[x] I have checked that this issue has not already been reported. (As far as I can see by using the search)
[x] I have confirmed this bug exists on the latest version of pandas.
[x] (optional) I have confirmed this bug exists on the master branch of pandas.
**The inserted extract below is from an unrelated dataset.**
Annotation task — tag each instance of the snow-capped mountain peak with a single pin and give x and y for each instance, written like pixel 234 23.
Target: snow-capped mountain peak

Note: Please read this guide detailing how to provide the necessary information for us to reproduce your bug.
# Your code here
import datetime as dt
import pandas as pd
start_time = dt.datetime(year=2018, month=6, day=7, hour=18)
end_time = dt.datetime(year=2018, month=6, day=27, hour=18)
time_index_df = pd.date_range(
start_time,
end_time,
freq="12H",
name="datetime",
).to_frame(index=False)
time_index_df["test"] = 1
time_index_df["name"] = "Name"
time_index_df = time_index_df.resample("2d", convention="end", on="datetime").mean().reset_index()
print(time_index_df["datetime"].values)
time_index_df.to_csv(f"test_resample_{pd.__version__}")
On pandas 0.23 the behaviour of resample will keep the correct datetime (18:00 in this case) after resample.
But starting from 0.24, after resample, the datetime is now converted to (00:00).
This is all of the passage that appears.